Era uma vez um Paulinho que, no 6.º ano, já não era tão gordinho e estava cada
vez mais "elegante". Apesar de já se sentir completamente bem na
turma e de continuar a receber todos os apoios do ano anterior, de vez em
quando lá faltava e os 'de vez em quando' começaram a aumentar. Nem a
injustificação das faltas estava a parecer impedir o retrocesso. Conversas da
diretora de turma e da psicóloga com ele deram a conhecer uma família
desestruturada, com um pai desempregado e agressivo e uma mãe que trabalhava
excessivamente, ficando os mimos do Paulo repartidos por ela (num tempo
escasso) e pelos avós maternos (que viviam longe). Paulo gostava de se refugiar
na casa deles e, por isso, faltava às aulas, a ponto de, mais uma vez, estar em
riscos de perder o ano por faltas. Nova reunião da diretora de turma e do
presidente do CE com a mãe e o aluno serviu para lhes mostrar a retenção à
vista, mas também a possibilidade de passagem, se o Conselho Pedagógico o
aprovasse, após um parecer favorável do CT. O sonho do Paulo era tirar um curso
profissional. Ele queria ser eletricista. Nesta conversa, os problemas
familiares do Paulo foram tidos em conta e foram propostas algumas
possibilidades de apoio pela escola. Foi mostrado, a mãe e filho, que a
passagem de ano precisava agora de ser uma conquista, que implicava a ausência
de qualquer falta injustificada. Mãe e filho choraram, mas sentiram-se apoiados
e perceberam que a dureza da aplicação da lei, com a injustificação das faltas,
apenas visava ajudar o Paulo a alcançar o seu sonho.

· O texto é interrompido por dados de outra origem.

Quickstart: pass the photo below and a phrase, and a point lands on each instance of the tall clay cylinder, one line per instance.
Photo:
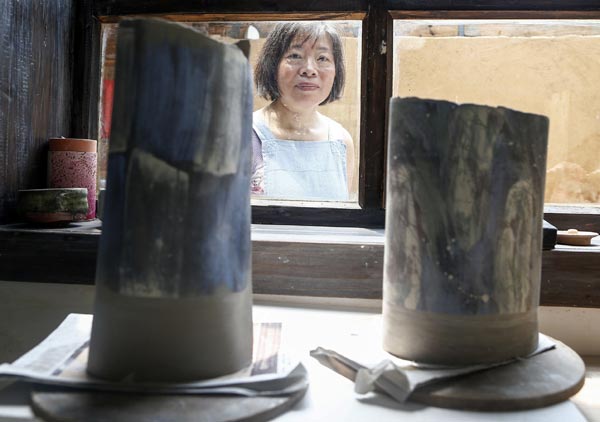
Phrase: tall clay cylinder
(462, 263)
(173, 280)
(72, 163)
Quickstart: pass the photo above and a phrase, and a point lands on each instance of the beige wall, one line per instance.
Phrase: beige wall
(555, 76)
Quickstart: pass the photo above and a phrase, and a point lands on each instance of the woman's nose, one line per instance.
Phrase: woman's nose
(309, 67)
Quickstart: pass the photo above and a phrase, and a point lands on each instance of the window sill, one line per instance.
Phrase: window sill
(327, 262)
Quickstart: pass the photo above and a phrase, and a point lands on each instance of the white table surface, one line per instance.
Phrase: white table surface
(331, 397)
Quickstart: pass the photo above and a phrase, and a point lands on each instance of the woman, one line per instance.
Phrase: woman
(298, 152)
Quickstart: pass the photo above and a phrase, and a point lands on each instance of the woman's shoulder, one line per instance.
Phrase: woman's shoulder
(337, 131)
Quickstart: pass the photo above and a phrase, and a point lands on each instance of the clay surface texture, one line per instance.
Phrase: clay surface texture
(463, 231)
(173, 277)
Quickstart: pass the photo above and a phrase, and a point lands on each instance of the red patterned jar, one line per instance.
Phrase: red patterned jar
(72, 163)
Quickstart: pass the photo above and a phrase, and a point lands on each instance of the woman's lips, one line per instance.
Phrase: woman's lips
(307, 86)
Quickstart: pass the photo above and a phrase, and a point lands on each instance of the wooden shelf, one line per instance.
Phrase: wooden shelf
(287, 260)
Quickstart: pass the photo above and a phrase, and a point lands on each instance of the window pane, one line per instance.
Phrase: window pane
(345, 111)
(547, 67)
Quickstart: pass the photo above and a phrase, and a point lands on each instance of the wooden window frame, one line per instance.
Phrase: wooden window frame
(322, 264)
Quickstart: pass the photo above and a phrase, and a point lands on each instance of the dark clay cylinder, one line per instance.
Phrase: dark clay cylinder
(462, 264)
(174, 294)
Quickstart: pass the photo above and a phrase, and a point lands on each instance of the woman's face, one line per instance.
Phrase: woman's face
(306, 72)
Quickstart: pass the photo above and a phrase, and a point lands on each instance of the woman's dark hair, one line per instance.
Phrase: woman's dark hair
(278, 42)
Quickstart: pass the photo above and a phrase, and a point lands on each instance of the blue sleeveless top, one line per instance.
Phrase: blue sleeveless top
(299, 170)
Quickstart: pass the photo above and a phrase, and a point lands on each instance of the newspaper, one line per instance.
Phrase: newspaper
(397, 377)
(61, 359)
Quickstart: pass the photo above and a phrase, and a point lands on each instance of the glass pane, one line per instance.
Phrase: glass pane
(337, 118)
(547, 67)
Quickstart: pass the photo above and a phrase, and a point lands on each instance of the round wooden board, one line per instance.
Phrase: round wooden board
(66, 406)
(542, 380)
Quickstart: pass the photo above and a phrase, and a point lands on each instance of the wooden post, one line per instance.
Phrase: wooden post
(463, 231)
(174, 266)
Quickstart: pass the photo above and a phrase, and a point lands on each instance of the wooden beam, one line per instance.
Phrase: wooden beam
(129, 7)
(298, 261)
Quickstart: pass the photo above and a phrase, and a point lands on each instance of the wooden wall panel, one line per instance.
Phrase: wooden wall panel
(35, 81)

E a história acabou bem. Não tem o fim tradicional dos contos de fadas, mas tem
um fim adequado a uma história de um menino/adolescente, com uma vida difícil,
que lutou e foi apoiado na sua luta, chegou ao fim do ano com sucesso e, no ano
seguinte, conseguiu ingressar no curso profissional pretendido. Logo que o
conseguiu, telefonou para a escola a dar a boa nova à diretora de turma e à
psicóloga.
Moral da história:
1. Por trás dos problemas manifestados por cada aluno, há uma história de vida
que é necessário conhecer para se definir uma estratégia de intervenção
adequada e eficaz.
2. É importante mobilizar os recursos existentes e adequados a cada caso.
3. É fundamental tentar conseguir o apoio e a colaboração da família, que,
muitas vezes, como neste caso, implica a formação dos próprios pais.
4. É importante fazer uso dos instrumentos legais existentes e adequados a cada
situação, não de uma maneira cega, mas rigorosa, pedagógica e intencional.
Sabemos, por experiência, que nem todas as histórias têm este final feliz. Mas
vale a pena lutar por ele e nunca desistir.
Nota Final:
Esta história tem alguns anos. De lá para cá, tudo ficou mais difícil nas
escolas. Ao Conselho Executivo, sucedeu-se a figura do Diretor; o Estatuto do
Aluno já foi modificado; a Formação Cívica deixou de existir; cada diretor de
turma depara-se com muito mais Paulinhos, uns gordinhos e outros magrinhos, mas
todos com problemas (sociais e de outras naturezas) crescentes, a somar-se a um
número maior de turmas e, consequentemente, a um número também maior de alunos,
fazendo escassear o tempo que pode dedicar a cada um. Apesar das dificuldades
com que os professores e as escolas se batem, reforço a mensagem contida nos
quatro pontos da moral da história, embora condicionada pela situação presente.
Por: ARMANDA ZENHAS Mestre em Educação, área de
especialização em Formação Psicológica de Professores, pela Universidade do
Minho. É licenciada em Línguas e Literaturas Modernas, nas variantes de Estudos
Portugueses e Ingleses e de Estudos Ingleses e Alemães, e concluiu o curso do
Magistério Primário (Porto). É PQA do grupo 220 na Escola Básica de Leça da
Palmeira e autora de livros na área da educação. É também mãe de dois filhos.